Fantasia 2020: Tezuka’s Barbara
Osamu Tezuka, famed manga writer, released the most outwardly mature of his works, Barbara, in 1973. That story, adapted by his son, director Macoto Tezuka, into the film Tezuka's Barbara, traces the psychosexual descent of writer Yosuke Mikura (Gorô Inagaki), an author of great renown. Yosuke is courted by a politician (Ryôsuke Ohtani) who wants to use Mikura's fame to his advantage and marry off his daughter (Moemi Katayama) to Mikura. Meanwhile, Mikura has taken in the vagrant Barbara (Fumi Nikaido) who seems in a perpetual state of delirious inebriation, like Mikura. Mikura, however, is also in a perpetual state of sexual frustration, directing his impulses at inanimate objects and animals. Early in the film, Barbara finds Mikura writhing in a state of hallucinatory ecstasy with what is, comically, revealed to be a mannequin. She always seems to find him in such compromising states, acting as the moral compass to his increasingly debauched visions.
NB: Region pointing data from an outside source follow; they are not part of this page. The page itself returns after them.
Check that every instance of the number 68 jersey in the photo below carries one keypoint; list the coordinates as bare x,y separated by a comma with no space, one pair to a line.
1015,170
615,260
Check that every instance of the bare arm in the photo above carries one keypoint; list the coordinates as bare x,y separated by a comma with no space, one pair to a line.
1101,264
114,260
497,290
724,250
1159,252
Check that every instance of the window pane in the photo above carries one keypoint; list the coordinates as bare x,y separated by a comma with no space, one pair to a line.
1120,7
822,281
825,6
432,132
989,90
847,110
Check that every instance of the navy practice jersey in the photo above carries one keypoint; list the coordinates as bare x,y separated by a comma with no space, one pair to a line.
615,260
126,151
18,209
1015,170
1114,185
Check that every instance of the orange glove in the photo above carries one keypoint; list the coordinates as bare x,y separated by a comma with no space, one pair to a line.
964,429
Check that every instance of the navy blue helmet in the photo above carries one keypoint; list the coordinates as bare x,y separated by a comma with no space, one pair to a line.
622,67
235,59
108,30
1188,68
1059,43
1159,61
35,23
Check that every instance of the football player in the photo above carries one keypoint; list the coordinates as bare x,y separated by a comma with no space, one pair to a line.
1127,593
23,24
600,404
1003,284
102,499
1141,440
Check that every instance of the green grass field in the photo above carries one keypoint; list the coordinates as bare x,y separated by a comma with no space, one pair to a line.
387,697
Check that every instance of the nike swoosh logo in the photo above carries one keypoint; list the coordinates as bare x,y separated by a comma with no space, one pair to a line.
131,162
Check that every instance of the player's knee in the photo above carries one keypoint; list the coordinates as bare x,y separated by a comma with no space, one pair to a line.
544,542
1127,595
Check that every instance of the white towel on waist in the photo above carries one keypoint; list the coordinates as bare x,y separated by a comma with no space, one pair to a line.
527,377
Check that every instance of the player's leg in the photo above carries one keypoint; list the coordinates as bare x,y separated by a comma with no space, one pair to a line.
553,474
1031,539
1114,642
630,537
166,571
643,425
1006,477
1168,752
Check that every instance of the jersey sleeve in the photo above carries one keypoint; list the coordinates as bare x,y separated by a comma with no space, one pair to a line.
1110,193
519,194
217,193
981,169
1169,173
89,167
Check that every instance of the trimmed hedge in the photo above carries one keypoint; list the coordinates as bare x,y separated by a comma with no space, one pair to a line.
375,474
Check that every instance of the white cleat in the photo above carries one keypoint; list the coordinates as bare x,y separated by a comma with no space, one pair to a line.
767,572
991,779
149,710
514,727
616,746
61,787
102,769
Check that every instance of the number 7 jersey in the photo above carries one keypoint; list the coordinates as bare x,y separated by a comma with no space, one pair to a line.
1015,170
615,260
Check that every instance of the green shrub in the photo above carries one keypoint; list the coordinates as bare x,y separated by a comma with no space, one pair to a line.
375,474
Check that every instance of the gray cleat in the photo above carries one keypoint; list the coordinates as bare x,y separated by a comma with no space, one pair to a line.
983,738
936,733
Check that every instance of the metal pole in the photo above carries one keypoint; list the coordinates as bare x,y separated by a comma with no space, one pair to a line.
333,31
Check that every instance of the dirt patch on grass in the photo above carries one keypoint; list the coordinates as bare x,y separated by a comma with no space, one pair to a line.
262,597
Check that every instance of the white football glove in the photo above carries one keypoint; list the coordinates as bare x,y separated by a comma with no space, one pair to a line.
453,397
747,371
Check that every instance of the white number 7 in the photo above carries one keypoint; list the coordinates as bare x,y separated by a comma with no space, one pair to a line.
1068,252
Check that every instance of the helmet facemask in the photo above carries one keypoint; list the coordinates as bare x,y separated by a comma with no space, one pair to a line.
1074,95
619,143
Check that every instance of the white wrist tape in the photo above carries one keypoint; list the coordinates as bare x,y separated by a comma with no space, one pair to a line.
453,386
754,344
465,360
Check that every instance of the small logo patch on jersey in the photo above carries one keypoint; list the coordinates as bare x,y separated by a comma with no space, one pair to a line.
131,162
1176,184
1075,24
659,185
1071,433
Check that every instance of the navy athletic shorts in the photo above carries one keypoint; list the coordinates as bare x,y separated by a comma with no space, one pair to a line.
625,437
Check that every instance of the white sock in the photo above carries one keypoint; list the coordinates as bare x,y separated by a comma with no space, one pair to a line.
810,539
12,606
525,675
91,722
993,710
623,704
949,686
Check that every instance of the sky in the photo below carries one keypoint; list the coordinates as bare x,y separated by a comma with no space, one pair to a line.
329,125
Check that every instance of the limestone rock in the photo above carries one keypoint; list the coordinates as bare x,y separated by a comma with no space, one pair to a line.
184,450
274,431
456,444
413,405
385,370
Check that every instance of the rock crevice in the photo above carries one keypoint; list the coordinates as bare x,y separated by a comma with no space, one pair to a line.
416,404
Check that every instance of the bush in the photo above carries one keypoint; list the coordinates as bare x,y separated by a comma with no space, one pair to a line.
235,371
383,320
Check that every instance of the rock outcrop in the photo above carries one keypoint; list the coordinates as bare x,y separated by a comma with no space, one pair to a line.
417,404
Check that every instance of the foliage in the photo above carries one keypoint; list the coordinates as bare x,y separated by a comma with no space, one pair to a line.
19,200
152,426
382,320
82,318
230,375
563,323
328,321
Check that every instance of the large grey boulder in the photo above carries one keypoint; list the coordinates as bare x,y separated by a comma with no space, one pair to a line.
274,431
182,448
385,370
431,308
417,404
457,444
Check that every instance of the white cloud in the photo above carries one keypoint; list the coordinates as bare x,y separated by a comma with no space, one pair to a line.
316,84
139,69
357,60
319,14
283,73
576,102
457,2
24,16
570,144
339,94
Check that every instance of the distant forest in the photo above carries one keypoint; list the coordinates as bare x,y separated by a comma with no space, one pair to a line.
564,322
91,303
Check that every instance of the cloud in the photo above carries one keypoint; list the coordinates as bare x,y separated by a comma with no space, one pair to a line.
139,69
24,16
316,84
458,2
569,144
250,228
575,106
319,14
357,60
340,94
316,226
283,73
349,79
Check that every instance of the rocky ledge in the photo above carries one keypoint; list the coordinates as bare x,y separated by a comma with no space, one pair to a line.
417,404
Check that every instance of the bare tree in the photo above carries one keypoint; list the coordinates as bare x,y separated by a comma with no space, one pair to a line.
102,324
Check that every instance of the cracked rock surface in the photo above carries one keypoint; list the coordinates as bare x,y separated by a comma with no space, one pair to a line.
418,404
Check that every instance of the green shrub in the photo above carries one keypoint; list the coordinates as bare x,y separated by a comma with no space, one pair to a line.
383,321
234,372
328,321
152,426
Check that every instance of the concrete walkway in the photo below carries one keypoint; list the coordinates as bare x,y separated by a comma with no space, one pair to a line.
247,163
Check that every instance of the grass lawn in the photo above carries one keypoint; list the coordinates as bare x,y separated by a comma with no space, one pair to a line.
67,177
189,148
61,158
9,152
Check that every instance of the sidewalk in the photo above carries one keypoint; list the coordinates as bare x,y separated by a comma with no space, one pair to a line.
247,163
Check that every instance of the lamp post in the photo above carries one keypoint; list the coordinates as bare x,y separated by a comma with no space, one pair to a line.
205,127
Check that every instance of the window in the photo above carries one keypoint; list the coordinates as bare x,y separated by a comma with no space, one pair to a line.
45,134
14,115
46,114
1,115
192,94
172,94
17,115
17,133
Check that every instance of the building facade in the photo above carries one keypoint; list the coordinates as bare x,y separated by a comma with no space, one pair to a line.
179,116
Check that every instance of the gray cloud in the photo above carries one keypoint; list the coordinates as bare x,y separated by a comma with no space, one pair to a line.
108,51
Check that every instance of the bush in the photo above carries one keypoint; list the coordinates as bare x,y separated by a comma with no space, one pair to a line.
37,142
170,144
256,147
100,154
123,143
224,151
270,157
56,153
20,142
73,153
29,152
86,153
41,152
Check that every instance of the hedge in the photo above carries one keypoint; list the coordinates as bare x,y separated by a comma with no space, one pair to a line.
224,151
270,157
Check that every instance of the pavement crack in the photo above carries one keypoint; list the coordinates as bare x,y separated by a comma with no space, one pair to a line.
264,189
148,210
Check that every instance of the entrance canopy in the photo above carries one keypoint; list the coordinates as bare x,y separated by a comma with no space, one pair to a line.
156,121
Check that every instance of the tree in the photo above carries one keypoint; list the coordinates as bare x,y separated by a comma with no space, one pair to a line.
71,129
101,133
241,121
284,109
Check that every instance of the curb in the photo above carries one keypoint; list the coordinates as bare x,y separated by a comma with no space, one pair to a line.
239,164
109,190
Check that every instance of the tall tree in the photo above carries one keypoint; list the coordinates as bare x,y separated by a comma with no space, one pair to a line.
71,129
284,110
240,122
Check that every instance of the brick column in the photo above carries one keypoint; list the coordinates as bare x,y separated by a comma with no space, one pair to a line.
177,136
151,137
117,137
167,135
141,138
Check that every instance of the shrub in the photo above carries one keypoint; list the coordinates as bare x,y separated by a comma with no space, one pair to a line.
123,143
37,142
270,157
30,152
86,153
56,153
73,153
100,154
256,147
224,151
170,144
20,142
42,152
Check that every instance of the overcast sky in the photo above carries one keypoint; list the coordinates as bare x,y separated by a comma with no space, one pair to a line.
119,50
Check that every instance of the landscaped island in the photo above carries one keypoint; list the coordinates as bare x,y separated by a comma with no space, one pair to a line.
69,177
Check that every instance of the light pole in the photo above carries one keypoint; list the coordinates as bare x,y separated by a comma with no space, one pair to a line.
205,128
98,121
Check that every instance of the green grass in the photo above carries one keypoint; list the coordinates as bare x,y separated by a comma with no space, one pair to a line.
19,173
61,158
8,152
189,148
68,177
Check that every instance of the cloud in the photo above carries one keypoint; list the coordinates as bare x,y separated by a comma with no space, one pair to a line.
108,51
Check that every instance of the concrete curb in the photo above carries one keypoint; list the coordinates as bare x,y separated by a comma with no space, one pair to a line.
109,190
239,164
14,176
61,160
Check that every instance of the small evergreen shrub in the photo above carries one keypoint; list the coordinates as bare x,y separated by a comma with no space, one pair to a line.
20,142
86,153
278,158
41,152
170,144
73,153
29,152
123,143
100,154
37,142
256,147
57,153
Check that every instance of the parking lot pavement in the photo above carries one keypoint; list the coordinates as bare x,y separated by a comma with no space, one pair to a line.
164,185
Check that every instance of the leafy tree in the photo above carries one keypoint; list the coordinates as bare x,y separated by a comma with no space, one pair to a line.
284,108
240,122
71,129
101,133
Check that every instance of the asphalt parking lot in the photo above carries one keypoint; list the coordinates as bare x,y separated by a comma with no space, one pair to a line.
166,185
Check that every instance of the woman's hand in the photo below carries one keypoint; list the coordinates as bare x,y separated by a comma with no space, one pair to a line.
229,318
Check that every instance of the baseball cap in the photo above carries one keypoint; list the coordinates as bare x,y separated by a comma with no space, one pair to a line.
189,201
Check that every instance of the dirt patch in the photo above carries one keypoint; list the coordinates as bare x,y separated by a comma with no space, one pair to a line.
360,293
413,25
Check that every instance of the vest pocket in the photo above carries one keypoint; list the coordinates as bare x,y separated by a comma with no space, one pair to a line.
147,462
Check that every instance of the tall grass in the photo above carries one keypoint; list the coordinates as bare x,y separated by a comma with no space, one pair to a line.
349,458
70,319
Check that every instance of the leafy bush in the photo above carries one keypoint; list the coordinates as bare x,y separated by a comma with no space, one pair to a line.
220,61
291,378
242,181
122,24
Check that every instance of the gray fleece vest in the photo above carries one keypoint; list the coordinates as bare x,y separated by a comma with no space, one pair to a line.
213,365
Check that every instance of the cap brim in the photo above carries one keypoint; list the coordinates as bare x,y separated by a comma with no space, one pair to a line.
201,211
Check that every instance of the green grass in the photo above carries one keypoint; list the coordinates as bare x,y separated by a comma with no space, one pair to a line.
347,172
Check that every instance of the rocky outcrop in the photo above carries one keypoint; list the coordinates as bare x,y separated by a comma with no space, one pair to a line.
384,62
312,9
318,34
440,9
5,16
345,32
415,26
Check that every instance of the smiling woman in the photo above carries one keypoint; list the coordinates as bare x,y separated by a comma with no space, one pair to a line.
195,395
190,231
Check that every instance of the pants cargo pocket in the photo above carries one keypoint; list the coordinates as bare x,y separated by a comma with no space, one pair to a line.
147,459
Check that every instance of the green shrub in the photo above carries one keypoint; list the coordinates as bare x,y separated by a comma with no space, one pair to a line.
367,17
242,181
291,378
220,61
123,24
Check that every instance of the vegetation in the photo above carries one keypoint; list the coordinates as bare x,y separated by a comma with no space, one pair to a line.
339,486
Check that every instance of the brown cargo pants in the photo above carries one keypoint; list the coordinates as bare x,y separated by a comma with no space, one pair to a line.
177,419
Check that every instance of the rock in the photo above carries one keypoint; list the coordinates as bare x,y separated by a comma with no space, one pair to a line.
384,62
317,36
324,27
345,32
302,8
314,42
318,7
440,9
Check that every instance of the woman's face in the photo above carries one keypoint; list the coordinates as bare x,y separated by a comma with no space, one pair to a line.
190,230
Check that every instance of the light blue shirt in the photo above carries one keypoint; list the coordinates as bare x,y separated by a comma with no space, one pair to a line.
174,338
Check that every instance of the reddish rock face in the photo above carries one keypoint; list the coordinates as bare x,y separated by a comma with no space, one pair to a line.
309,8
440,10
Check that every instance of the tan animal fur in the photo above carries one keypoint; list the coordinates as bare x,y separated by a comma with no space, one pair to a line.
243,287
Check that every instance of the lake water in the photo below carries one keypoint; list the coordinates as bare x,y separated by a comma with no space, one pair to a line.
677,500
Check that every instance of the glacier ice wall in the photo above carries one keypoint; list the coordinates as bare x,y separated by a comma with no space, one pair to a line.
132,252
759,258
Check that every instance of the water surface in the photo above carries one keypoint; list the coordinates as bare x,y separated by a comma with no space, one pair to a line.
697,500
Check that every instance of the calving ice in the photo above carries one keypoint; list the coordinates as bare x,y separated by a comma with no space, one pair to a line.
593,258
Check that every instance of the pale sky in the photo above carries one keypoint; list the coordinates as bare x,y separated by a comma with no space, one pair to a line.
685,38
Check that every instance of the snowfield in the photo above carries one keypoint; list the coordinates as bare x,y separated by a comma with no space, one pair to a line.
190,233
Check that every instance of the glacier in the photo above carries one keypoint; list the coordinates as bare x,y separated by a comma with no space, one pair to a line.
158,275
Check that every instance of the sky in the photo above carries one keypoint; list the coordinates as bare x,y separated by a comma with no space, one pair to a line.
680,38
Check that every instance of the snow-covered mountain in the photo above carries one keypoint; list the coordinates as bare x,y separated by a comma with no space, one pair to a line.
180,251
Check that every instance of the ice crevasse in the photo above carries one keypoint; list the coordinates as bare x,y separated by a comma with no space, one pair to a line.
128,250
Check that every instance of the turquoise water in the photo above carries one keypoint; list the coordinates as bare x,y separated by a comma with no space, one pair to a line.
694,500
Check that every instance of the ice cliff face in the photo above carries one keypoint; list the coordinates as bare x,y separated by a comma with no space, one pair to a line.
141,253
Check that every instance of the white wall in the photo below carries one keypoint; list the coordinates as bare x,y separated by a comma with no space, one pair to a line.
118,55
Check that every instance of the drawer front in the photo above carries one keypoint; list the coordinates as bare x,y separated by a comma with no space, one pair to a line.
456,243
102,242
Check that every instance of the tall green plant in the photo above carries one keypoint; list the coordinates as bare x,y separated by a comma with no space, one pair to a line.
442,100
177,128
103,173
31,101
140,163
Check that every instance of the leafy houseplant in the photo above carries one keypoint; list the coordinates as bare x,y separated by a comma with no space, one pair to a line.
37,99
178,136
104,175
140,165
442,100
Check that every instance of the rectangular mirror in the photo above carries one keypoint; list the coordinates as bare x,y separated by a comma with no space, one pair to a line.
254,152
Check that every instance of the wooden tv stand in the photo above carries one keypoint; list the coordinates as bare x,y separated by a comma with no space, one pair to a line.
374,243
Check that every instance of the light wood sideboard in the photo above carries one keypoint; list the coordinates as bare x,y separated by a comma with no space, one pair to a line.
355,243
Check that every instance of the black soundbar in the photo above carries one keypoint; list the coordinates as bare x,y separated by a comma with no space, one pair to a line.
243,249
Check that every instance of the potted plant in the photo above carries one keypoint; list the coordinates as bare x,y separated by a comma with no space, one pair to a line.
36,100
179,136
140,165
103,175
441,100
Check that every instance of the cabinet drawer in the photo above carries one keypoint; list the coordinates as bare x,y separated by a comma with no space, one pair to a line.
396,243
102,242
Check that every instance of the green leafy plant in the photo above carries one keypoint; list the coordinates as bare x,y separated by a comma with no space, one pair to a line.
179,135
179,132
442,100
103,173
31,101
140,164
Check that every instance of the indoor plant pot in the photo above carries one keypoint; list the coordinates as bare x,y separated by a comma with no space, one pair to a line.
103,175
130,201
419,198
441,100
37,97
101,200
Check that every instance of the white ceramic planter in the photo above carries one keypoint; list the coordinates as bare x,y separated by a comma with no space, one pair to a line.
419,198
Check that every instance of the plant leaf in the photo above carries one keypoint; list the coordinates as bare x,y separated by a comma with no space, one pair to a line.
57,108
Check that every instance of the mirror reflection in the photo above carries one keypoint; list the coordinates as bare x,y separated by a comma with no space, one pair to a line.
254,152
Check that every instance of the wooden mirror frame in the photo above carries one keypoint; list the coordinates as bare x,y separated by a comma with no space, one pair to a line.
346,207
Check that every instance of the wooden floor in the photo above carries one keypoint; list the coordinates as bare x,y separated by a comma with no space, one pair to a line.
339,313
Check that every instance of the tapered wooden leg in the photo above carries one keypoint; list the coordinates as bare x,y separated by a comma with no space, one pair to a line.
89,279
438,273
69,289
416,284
This is Tezuka's Barbara's best narrative trick. Over and over again, Mikura's leering, lascivious gaze is re-oriented and re-examined and, by the end, savagely stripped bare to reveal the consumptive, possessive, perverse impulse that it is. There is little romantic about the writer's romanticism, and Macoto Tezuka is relentless in his deconstruction of it. Tezuka frames the film as a neo-noir from the outset, with world-weary reflective narration, as though recounting a half-forgotten dream. The jazzy soundtrack tumbles through scenes lending the whole picture a freeform, but classically noir atmosphere. And, like those classic noir tales, protection—obsessive protection—of their women-in-need is revealed to be predatory and self-serving.
The film returns to sex, Mikura's obsession with it and fantasies of it, over and over, to an almost comical extent. One sex scene ends only for it to begin anew, moments later, as the sun rises. It's excessive and seems almost juvenilely drawn-out at first. Another sex scene erupts literal seconds after he has met the woman. But, it quickly becomes obvious that this is the point. Mikura is lost in his fantasies, quite literal fantasies as they are, because this is the only place he can exert total, consumptive control over his base, carnal desires. In the classic noir, the hero often rebukes these sexual advances for feigned anxiety about the safety of his lover; until he gives in, consumed by lust. The moment of capitulation is both a loss of control and an exertion of one, for the romance is often violent and possessive in an attempt to emphasize the instability of the hero, despite his inherent goodness. Mikura knows no such restraint. But, he also never knows true intimacy. Tezuka withholds this release from Mikura over and over, before ripping the rug out from beneath him when he is allowed a moment of lustful embrace.
The third act of this twisty narrative is where Mikura's writing begins to topple, ever so slightly, before righting itself in the climax. The film takes a detour to an Eyes Wide Shut-esque ceremony that, while a wonderfully and cinematically reflexive detour, feels unnecessary. It grinds the momentum to a halt and sets up a thread that won't be paid off until the very end. By then, the film uses it to springboard off to a moment that, while necessary emotionally, could have been achieved through a more direct, less contrived route. I'm glad the film ends where it does. It reinforces, quite starkly, the themes that have been slowly brewing for roughly two hours. But, when Tezuka's Barbara is at the peak of its narrative inertia, it slams on the brakes and hops to another lane. Some won't mind it for its freshness and deviation in tone and palette. I found it a bit confounding and detrimental to the overall pacing.
Nevertheless, Tezuka's Barbara is a sublimely introspective and deconstructive examination of gumshoe protagonists. I wish its visual style were more evocative, and its final act tidier. But, this is a worthwhile shakeup of genre convention with expressive performances that do wonders to breathe life into their respective archetypes before they are thoroughly stripped bare and exposed. If you are hungering for something playful and freeform with the conviction to seriously interrogate its own themes and tradition, Tezuka's Barbara is a fine way to spend an evening.